Hello reader! I am Cristopher Carranza, at about the cusp of summer 2026, I am now a sophomore finishing my 1st year as a civil engineering major. This spring semester has had a lot of surprises. One of them I wasn’t expecting was a random course I took as a gened for history, HIST123, history of subsaharan africa from 1800’s onwards. This class is a sleeper hit. I didn’t know what to expect partially because the public school education of countries that are not the UK or the US is very lacking here. Inside the course itself, I found constantly changing socioeconomic and humanitarian issues caused by the landslide shift of African societies by the cultural exchange and arrival of Europeans. That class was a great overview of an evolving problem caused by the history of technology, culture, ethics and international relationships. I liken it to the CPSG courses because it had the same effect of widening knowledge of a problem by examining individual systems that are close to it, like how we analyzed conspiracies, the scientific method, and the process of research to better understand climate change. My method for finding great classes would be to scroll through testudo for relevant gen ed courses, choosing one that seems interesting and revising planet terp reviews to make sure the course is reasonable to your time and ability. Gened credits if you need them, interesting topics that you might not know about and a good, or at least liked professor makes for a good experience. Very similar to the engl120 course of Shakespeare I took last semester. Came in having read half a play and came out having read 8 with a keen appreciation for Shakespeare writing and an understanding of the historical circumstances and ideas that influenced his writing.

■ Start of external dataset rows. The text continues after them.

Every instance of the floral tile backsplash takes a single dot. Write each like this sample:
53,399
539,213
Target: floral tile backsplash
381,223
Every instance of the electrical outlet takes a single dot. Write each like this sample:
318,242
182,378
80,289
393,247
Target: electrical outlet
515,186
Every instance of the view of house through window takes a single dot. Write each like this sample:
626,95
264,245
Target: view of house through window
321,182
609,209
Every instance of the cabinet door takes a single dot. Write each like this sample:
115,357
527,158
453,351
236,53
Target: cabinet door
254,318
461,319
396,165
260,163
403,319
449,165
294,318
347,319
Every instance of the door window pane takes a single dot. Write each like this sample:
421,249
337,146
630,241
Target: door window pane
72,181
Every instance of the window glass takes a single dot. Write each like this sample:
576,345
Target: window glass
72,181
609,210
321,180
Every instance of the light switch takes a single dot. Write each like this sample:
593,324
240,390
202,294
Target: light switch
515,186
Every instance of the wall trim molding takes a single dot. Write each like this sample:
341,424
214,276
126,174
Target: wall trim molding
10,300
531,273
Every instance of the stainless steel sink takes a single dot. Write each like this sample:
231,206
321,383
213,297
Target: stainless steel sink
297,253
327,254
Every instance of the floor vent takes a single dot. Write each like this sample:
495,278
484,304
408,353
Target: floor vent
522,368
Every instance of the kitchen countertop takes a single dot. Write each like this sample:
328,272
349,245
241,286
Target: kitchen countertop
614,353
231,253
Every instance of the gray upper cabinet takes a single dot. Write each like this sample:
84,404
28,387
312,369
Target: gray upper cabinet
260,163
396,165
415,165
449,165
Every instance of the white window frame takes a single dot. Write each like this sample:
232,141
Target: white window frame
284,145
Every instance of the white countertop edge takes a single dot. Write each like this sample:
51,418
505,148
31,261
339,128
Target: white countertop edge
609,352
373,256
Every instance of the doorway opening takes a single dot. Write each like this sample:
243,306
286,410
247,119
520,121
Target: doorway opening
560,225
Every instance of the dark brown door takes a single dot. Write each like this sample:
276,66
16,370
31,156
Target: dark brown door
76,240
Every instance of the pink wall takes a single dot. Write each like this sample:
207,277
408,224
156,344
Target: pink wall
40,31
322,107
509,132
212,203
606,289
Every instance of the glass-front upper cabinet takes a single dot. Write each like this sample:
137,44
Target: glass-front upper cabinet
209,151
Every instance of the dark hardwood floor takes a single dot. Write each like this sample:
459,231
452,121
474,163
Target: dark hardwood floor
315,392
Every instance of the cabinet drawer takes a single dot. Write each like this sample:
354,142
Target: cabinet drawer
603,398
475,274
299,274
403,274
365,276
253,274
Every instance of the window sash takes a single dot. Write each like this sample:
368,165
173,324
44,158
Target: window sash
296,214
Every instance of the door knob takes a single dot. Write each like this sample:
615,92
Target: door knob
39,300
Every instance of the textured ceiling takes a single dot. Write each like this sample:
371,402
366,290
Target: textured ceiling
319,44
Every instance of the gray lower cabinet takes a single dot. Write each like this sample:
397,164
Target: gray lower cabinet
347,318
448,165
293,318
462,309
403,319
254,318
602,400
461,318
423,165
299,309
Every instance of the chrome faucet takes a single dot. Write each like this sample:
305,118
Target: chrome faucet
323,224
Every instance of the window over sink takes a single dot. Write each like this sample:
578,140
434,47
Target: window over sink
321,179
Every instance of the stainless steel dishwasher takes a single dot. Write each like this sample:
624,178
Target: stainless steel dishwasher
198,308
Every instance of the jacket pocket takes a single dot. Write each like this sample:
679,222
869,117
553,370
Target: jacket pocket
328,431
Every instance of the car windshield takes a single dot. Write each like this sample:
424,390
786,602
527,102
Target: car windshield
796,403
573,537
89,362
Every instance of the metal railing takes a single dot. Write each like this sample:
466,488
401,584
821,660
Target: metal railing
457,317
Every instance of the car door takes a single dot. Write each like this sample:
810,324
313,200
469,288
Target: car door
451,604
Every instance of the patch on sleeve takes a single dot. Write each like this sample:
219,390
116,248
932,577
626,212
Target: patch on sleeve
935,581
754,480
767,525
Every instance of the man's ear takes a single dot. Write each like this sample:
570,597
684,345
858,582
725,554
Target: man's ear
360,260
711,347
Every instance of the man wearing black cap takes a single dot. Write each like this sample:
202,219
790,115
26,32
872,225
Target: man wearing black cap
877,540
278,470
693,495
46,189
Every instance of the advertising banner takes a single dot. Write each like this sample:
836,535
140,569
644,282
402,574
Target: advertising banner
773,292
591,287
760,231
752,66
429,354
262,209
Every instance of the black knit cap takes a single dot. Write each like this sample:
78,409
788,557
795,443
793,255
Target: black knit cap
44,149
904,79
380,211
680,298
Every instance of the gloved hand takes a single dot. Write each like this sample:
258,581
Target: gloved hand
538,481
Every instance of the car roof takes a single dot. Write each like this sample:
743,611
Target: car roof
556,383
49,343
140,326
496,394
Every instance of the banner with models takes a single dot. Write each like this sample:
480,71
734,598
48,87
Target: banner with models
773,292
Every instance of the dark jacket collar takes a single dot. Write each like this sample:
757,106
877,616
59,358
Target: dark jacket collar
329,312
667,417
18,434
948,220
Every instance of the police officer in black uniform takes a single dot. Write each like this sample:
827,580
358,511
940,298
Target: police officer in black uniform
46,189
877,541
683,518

When it comes to developing relationships with faculty, you have to be a hunter. I don’t mean literally. I mean that a certain level of strategy and action has to be taken to do so. The easiest method is having the foresight to apply to programs where you’re interacting with faculty in a more casual or consistent manner. With time you’ll have made enough contact naturally through the process to be personally connected to them. A personal example of this is the LSAMP Bridge program where you’re connected with staff and mentors over the course of a summer with team building activities to initiate rapport and mentor like relationships. Outside of these programs a more active effort has to be made. Classes are short, sometimes too short to build a relationship, so arriving early to class, participating, emailing within reasonable hours and showing up for office hours helps profs or TA’s remember your face and build a helpful relationship. Strategy comes in the form of gauging how receptive a certain professor is to developing a mentoring relationship. Just like people, professors can be prickly, nice, mean, sweet, angry and everything in between so use empathy and a little bit of context to gauge how receptive people are.
Now comes my personal hardest spot of college, creating friends with peers, YAAY. YOU NEED FRIENDS, it is not optional, friends help you regulate your emotions, spend time happily, and are your network for all things college! A good friend who knows their stuff can save you time from the knowledge of their personal experiences and can serve as a role model for you to better handle the demands of college. It's a mutual relationship as you can inform each other of opportunities, assignments, events and what not. College is also so unbelievably kafkaesque sometimes that it feels great to sob about your complaints to somebody, or at the very least have someone you know will do the group project. The biggest thing to making friends is being open to conversation, whenever you start a new class for example, making small talk could be the difference between not saying a word for the same class for a semester, or making a lifelong friend. Its scary to be in a new place and chat with new people but it's arguably scarier to be in that same place without knowing a soul because you were too apprehensive. Once you have somebody locked in you’re now in a cold war era spy network, report ANYTHING of relevance, college is so big information slips through the cracks everywhere. Having people means you can share information to survive like our neolithics ancestors intended.
I was the least prepared for the time management involved in college. The hardest part of college is knowing yourself and your needs and scheduling your day around that so that you pass, don’t go insane, and finish this 4 year (or more) marathon of a journey. There's so many considerations surrounding just the course times you sign up for on testudo. Are you an early bird or a night owl? Do you walk or use alternate forms of transport? Do you commute or live on campus? Do you like a long streak of classes or time in between? There are so many considerations and each of those have an incremental impact on how you feel throughout the year. If you know the conditions you need to work your best, you can schedule your day around that and make college just that much easier. There's also the aspect of diversity, people aren’t study bots (sadly and happily), so time outside is needed, exercise, socialization, hygiene, hobbies, studying outside of class, projects etc. To say it concisely, be mindful of what you need, and how you need to schedule in order to get it done in a nice way. College isn’t impossible, it isn’t the DMV, there is light on the end of the tunnel you just have to keep walking and smell the underground tunnel roses on the way.